Xiomara thought for a while as they sat there in silence, then said, "I am not sure that I am qualified to have an opinion, but for what it's worth, I think that somewhere along the line, you are going to have to make a decision, to decide where your loyalties lie and go with them, wherever they are."
There continued to be silence between them for a while. It would soon be time for Xiomara to go for her classes.
Elrin was about to thank her for letting her talk, when a rustle from behind made them both jump for Severus and an accompanying black shadow was looming over both of them.
"Severus, I do wish you wouldn't do that," said Xiomara testily, "we are not your students!"
How long had he been standing there?
"Xiomara, would you be kind enough to leave me to have a word with my researcher?" He said menacingly, his eyes locked onto Elrin who displayed the nerves of a rabbit caught in the orbit of a Deadly Mamba.
Just what he wants. Well, I wont give him the pleasure.
"I will see you later, my dear," the Quidditch mistress said and marched away, glancing back from time to time. Severus waited until she was well out of hearing range, before turning on Elrin.
"What did you tell her?" he snapped, eyes enraged.
"Nothing about the parchments," she said simply outfacing him. "She knows nothing of their existence. She knows only what Dumbledore has told her. I told her a little of my own personal problems. Nothing of any significance. You should know."
Hey. That was a stab.
And he felt it by the twitch of his body.
"I want to do some work," he snarled.
"Well, good for you," she shouted stubbornly.
Don't let me stop you.
"I want you to do some work. That is what you are paid for, and by heaven you will do it!" he threw at her.
"Well, at least that is honest statement," and she glared at him, small hands clutched into fists. "Pity you couldn't have said that in the beginning, instead of taking the long way round."

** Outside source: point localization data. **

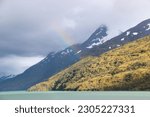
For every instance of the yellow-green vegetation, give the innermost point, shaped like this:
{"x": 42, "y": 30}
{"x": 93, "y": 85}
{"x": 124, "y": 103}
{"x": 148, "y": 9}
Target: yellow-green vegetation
{"x": 124, "y": 68}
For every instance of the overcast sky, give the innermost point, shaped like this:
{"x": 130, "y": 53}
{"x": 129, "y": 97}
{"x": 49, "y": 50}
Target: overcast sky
{"x": 30, "y": 29}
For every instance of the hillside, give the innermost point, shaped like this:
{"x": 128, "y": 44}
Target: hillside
{"x": 124, "y": 68}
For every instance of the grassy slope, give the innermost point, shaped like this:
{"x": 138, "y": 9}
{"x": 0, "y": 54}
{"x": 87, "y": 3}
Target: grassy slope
{"x": 124, "y": 68}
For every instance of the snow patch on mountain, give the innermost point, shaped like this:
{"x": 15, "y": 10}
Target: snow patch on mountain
{"x": 128, "y": 33}
{"x": 122, "y": 39}
{"x": 135, "y": 33}
{"x": 148, "y": 27}
{"x": 67, "y": 51}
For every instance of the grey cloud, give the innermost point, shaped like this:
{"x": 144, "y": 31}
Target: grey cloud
{"x": 28, "y": 27}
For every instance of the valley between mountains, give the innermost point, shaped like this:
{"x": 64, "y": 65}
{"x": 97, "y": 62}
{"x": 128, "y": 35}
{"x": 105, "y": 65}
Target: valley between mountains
{"x": 101, "y": 62}
{"x": 124, "y": 68}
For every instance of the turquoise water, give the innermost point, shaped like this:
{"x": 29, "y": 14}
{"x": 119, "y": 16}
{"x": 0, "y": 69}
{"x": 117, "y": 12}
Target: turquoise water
{"x": 67, "y": 95}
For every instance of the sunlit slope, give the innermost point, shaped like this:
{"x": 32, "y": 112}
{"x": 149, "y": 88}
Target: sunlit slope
{"x": 124, "y": 68}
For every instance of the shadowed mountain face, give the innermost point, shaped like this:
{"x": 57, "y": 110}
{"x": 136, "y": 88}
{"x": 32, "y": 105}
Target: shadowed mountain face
{"x": 97, "y": 44}
{"x": 124, "y": 68}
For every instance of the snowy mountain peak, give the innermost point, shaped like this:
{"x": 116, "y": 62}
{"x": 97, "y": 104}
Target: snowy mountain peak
{"x": 97, "y": 37}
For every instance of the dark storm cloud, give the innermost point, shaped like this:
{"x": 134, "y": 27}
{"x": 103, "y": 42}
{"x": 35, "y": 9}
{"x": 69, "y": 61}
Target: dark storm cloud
{"x": 28, "y": 28}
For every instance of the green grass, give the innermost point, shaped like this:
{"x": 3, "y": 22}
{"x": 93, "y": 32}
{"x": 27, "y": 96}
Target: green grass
{"x": 124, "y": 68}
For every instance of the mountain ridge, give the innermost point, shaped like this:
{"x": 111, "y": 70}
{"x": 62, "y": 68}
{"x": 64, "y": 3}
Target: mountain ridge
{"x": 123, "y": 68}
{"x": 55, "y": 62}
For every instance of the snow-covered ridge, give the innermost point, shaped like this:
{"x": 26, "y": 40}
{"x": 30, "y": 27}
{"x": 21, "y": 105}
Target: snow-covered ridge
{"x": 148, "y": 27}
{"x": 6, "y": 76}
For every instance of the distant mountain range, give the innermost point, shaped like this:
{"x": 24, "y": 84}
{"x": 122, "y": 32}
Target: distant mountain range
{"x": 98, "y": 43}
{"x": 124, "y": 68}
{"x": 5, "y": 76}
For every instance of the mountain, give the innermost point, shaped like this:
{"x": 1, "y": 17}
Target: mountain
{"x": 124, "y": 68}
{"x": 99, "y": 42}
{"x": 5, "y": 76}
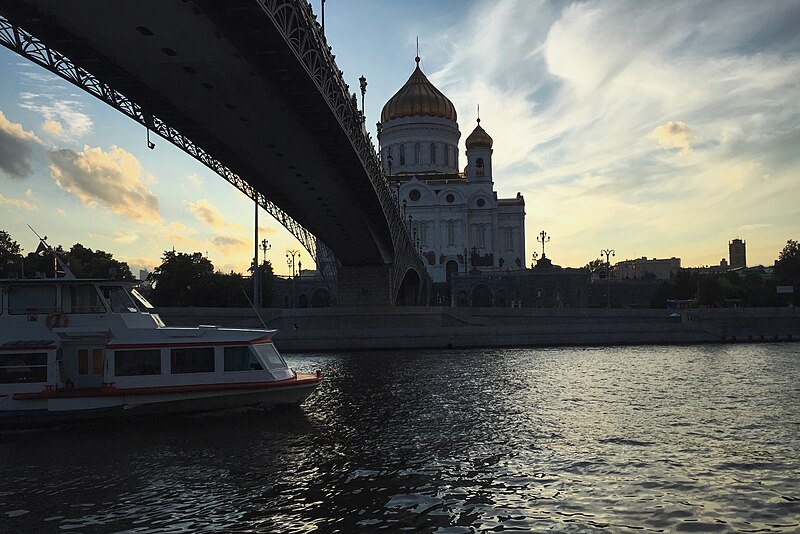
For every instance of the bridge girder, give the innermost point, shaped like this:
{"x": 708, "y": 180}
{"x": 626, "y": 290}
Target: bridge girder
{"x": 326, "y": 125}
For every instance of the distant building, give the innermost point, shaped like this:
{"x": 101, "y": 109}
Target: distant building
{"x": 456, "y": 218}
{"x": 737, "y": 254}
{"x": 662, "y": 269}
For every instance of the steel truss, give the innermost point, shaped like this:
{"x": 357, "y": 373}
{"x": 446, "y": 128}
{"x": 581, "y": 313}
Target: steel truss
{"x": 296, "y": 22}
{"x": 28, "y": 46}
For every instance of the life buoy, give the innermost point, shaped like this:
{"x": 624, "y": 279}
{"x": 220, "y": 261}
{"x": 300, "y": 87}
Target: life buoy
{"x": 56, "y": 319}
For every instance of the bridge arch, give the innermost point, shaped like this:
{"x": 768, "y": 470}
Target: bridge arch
{"x": 410, "y": 288}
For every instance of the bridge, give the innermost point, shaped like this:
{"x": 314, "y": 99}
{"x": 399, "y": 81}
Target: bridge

He widened his eyes and looked as if he were about to blast her with his wand and even took a step forward, but she did not budge one fraction.
"Elrin…" he seemed as if he were about to say something, then stopped, absorbing the look on her face. "My office," he roared into the wind, "two o'clock" and whisked himself away, his robes threatening to take off with him in them.
After her breathing had returned to normal, she returned inside.